The province's anti-corruption squad is back at work in Laval.

The target this time is, once again, construction and engineering firms in the city north of Montreal.

UPAC refuses to confirm which companies are being investigated, but reporters have spotted police officers searching the firms of Genivar, Dessau, CIMA+, and AECOM.

90 officers started going through company paperwork at 7 a.m., and say they do not expect to arrest anyone although they will talk to witnesses and those considered people of interest.

Several of those firms have had issues with the government and authorities in the past.

The provincial government fingered CIMA+ as being responsible for the collapse of the Viger Tunnel in Montreal last year, and is demanding that it, along with another firm, pay $3.4 million for damages.
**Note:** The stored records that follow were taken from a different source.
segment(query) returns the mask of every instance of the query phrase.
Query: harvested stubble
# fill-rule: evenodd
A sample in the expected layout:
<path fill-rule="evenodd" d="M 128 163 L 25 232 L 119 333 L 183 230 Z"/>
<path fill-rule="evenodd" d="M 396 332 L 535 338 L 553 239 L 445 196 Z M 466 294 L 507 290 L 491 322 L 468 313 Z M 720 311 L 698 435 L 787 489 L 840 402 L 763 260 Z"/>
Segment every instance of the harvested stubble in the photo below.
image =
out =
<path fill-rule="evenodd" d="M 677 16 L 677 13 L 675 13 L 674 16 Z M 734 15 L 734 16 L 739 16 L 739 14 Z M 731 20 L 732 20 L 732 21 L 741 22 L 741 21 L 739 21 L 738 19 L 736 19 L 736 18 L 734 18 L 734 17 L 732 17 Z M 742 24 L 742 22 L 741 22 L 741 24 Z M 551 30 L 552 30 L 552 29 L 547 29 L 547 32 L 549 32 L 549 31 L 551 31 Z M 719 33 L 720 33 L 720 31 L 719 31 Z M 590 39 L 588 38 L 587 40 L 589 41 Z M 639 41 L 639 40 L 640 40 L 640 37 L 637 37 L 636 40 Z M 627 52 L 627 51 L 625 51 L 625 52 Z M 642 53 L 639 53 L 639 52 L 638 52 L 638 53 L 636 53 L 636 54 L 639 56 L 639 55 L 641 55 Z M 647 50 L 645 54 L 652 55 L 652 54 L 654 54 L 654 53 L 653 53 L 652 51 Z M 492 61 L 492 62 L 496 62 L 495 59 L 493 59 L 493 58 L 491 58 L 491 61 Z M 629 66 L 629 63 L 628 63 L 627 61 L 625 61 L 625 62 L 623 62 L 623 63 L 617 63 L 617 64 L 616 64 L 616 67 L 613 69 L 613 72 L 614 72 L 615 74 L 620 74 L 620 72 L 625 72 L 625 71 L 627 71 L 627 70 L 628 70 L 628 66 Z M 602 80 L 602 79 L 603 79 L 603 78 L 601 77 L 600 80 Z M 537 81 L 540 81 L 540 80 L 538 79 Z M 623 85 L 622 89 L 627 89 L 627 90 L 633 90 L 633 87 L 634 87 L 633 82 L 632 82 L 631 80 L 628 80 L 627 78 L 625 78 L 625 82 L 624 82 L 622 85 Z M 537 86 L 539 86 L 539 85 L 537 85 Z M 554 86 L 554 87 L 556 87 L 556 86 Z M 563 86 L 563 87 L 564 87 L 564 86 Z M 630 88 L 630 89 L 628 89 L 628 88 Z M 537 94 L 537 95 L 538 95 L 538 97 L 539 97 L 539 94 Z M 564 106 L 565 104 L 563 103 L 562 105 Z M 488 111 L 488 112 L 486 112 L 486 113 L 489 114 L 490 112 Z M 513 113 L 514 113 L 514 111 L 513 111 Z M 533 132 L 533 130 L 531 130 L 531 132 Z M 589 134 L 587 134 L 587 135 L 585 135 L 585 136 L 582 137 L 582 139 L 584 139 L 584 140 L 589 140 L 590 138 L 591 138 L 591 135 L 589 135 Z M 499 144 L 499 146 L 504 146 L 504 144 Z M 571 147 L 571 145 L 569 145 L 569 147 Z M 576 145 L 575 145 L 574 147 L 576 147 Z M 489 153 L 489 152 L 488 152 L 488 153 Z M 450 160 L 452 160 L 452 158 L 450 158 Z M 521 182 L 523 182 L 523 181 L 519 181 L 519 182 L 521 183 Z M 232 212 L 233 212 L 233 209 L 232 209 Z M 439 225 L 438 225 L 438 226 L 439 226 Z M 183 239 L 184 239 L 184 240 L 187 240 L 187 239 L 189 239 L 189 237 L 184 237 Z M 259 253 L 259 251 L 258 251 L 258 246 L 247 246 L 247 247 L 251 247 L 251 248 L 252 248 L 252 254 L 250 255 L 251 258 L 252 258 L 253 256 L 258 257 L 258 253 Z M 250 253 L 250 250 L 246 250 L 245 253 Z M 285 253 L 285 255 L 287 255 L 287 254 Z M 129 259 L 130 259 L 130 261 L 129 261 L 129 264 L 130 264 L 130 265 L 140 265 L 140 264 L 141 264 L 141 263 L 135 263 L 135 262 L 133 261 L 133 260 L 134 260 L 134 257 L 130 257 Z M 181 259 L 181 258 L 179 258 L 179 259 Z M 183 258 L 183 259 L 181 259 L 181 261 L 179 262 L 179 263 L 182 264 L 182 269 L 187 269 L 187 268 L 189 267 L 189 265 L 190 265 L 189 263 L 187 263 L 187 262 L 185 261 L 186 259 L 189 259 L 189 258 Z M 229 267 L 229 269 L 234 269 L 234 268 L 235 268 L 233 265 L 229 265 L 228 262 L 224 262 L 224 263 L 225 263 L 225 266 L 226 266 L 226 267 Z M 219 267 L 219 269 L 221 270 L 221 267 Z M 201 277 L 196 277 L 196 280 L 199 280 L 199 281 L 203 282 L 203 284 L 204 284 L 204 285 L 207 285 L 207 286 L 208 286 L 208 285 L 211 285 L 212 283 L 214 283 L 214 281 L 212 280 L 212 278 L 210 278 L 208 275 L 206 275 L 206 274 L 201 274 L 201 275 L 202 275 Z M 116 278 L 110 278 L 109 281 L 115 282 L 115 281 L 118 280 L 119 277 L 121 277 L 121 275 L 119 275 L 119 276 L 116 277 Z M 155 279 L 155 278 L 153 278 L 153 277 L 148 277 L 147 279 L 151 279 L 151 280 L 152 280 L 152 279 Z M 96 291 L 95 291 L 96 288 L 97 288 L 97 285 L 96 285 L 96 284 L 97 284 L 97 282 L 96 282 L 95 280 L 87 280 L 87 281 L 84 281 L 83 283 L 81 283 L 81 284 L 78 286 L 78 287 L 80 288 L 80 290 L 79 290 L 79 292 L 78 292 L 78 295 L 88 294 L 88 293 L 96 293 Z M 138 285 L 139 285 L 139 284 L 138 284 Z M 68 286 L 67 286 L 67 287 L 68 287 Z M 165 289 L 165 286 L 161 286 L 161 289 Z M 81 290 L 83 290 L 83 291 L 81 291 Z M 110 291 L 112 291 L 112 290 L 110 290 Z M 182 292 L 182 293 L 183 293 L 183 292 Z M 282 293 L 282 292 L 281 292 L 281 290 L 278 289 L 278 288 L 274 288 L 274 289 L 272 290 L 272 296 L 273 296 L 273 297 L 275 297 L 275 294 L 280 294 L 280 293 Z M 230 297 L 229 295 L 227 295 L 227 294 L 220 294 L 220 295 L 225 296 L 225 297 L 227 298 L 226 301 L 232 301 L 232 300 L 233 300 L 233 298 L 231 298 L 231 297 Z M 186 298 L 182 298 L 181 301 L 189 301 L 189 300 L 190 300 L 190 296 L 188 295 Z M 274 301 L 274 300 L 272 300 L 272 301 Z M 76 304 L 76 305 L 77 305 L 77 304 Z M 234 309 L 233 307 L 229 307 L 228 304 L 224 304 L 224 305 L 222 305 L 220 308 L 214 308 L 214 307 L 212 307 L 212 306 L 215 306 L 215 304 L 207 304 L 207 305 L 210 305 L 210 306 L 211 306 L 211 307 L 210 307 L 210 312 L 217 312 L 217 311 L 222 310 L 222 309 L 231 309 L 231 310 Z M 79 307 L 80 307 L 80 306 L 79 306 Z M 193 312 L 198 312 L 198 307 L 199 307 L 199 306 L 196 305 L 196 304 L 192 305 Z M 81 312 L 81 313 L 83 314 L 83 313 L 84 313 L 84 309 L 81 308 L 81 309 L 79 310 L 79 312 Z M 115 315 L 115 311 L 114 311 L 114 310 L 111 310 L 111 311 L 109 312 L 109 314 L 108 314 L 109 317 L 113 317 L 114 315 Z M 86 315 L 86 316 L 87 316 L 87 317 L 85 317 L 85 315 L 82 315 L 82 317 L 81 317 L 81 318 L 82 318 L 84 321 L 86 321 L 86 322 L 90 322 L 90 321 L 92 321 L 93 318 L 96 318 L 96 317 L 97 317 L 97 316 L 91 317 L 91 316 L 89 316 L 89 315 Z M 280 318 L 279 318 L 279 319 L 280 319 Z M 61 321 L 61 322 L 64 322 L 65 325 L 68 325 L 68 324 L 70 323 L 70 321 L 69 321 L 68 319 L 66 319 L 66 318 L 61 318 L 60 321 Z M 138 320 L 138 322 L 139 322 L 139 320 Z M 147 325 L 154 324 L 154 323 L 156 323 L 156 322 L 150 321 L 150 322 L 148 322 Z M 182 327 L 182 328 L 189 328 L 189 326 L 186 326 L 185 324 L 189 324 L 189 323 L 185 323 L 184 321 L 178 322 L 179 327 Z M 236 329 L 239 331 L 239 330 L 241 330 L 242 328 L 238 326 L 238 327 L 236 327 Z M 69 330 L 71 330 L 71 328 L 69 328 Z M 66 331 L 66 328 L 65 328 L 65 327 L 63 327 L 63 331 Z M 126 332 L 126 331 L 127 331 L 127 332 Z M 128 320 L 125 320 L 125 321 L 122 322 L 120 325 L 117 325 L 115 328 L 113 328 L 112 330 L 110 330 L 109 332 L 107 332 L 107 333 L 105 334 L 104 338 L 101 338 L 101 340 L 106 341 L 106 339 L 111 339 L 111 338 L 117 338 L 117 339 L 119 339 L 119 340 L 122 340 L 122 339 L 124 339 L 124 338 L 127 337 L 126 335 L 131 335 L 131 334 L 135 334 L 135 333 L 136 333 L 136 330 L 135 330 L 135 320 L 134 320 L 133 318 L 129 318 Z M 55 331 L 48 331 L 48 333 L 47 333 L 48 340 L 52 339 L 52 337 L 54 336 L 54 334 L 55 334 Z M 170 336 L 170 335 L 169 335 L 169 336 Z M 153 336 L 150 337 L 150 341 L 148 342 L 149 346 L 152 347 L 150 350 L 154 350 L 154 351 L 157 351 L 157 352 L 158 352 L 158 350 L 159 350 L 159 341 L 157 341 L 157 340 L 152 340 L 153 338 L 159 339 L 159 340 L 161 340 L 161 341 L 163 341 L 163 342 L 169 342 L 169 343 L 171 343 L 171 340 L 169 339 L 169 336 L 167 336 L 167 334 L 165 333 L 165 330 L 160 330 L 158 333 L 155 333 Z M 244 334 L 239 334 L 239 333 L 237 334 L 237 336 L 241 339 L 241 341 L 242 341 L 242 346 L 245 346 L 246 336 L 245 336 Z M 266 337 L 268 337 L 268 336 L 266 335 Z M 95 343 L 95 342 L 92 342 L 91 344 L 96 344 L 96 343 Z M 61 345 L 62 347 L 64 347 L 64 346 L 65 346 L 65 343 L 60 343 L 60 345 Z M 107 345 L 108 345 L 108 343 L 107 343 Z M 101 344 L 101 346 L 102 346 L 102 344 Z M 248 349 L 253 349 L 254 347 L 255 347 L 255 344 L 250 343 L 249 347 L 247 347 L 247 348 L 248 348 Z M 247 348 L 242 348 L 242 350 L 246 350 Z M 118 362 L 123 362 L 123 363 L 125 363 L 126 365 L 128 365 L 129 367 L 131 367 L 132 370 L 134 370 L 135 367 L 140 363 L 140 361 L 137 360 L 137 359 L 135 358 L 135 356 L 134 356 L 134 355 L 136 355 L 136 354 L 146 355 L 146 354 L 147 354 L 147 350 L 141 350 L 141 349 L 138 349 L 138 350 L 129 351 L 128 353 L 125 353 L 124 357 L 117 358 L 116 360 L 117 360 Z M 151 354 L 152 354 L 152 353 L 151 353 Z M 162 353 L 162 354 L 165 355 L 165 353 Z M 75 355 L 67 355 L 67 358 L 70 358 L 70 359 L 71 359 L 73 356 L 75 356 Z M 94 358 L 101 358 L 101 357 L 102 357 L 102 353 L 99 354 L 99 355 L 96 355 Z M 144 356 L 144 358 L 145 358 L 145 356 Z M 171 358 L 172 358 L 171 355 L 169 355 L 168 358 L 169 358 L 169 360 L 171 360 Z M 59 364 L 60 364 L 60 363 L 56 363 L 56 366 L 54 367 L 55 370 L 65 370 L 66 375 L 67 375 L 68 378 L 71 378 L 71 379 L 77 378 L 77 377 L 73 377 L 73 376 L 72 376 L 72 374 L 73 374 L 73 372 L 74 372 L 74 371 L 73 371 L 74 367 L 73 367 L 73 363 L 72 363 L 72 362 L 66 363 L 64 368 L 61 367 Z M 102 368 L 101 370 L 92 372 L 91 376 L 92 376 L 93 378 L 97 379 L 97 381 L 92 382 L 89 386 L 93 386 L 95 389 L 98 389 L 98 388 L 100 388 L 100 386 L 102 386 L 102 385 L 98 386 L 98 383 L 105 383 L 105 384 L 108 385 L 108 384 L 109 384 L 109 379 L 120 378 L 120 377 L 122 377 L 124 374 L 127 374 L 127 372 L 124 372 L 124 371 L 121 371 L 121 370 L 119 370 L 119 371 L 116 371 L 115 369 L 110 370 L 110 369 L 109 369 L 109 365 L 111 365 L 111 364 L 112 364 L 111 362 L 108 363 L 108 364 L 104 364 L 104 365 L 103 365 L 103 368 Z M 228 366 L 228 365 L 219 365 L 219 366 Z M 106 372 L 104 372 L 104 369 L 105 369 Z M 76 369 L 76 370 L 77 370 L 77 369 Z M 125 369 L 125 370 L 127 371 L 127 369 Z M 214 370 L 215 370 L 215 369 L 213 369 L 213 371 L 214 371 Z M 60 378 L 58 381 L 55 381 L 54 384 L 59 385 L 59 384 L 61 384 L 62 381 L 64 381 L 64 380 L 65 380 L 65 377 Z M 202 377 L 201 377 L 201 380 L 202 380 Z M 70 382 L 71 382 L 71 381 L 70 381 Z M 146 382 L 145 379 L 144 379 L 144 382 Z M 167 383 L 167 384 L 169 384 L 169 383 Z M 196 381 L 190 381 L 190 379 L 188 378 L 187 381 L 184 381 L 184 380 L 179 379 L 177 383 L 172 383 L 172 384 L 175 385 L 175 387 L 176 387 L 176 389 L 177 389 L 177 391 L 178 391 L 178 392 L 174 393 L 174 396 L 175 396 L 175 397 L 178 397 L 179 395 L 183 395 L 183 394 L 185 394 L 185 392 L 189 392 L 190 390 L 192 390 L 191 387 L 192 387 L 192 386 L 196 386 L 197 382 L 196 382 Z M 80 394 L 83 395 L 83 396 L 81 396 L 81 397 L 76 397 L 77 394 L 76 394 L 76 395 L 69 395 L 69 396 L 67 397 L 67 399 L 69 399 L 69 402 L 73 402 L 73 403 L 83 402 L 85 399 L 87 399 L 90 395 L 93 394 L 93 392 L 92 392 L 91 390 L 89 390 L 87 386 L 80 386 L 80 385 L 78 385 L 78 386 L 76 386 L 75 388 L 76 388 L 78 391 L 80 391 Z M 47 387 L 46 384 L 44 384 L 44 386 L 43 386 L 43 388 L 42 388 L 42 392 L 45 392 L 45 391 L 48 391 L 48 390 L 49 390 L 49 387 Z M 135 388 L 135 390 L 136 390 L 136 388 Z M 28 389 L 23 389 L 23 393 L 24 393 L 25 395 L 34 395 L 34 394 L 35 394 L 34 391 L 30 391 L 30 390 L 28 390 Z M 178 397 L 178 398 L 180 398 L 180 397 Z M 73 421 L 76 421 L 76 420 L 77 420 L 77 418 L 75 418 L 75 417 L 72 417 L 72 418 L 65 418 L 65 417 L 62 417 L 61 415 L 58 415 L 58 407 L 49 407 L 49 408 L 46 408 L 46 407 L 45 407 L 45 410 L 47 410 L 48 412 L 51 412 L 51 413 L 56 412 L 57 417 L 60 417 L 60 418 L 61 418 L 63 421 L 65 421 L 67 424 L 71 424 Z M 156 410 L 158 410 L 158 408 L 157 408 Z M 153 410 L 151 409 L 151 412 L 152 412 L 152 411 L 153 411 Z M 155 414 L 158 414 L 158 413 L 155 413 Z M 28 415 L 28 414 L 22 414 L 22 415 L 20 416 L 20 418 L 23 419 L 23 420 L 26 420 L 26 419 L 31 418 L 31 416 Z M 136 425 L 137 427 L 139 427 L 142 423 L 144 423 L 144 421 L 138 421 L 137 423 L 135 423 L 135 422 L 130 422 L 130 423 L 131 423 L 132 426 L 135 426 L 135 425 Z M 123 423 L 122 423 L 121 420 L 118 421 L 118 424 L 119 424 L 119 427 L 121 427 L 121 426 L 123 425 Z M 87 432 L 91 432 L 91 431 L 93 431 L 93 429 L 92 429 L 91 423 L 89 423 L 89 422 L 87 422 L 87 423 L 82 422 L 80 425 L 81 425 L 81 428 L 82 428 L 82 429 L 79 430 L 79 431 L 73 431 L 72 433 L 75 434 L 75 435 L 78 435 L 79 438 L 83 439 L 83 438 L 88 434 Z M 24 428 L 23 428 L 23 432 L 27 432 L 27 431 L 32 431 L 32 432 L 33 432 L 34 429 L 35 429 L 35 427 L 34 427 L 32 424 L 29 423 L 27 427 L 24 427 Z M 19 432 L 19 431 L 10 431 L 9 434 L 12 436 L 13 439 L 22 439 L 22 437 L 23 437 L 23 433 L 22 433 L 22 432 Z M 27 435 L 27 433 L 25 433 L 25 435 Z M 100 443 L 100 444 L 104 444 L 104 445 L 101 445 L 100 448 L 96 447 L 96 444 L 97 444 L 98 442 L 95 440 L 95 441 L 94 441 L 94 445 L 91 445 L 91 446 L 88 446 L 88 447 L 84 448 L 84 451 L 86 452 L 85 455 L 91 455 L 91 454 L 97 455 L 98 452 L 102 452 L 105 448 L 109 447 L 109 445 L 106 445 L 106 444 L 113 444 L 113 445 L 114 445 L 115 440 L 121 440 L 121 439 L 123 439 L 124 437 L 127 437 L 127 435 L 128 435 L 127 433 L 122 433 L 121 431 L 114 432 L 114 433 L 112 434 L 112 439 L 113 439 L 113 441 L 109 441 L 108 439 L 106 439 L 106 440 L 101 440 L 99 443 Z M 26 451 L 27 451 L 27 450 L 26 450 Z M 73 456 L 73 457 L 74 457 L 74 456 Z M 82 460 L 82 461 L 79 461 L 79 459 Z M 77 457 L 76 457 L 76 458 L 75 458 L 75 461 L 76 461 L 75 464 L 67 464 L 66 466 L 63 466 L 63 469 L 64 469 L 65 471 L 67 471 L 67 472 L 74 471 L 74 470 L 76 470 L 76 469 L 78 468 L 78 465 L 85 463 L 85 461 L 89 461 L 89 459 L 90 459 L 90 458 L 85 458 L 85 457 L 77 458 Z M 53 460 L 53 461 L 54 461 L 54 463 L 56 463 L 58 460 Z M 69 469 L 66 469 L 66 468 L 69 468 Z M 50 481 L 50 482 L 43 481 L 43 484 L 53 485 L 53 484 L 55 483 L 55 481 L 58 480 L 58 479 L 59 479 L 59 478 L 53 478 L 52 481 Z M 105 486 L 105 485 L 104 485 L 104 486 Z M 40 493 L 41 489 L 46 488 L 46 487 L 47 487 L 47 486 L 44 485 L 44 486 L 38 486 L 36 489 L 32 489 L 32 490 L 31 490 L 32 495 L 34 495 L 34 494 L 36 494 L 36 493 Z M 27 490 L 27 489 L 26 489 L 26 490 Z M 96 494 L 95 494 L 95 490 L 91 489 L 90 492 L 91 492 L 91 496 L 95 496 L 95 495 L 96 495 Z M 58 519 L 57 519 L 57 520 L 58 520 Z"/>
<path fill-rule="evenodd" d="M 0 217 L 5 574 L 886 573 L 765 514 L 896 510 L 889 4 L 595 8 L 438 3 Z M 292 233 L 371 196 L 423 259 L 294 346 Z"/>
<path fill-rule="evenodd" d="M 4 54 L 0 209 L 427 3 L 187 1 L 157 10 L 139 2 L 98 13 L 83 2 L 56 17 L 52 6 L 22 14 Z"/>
Along with a firm controlled by Tony Accurso, Dessau won the ill-fated water meter contract in Montreal as part of the GENIeau consortium. That contract, the most valuable in Montreal's history, was cancelled after it was revealed that consortium partner Simard-Beaudry took then-Executive Committee chair Frank Zampino on a boat trip.

Accurso has since retired from industry.

Last month UPAC raided several other Laval-based companies, including Poly Excavation, Nepcon, Dufresne Asphalt, Construction Mergad, Louisbourg Construction and Simard-Beaudry.

Those raids, as well as several raids on Mayor Gilles Vaillancourt's homes, convinced the mayor to take an extended sick leave two weeks ago.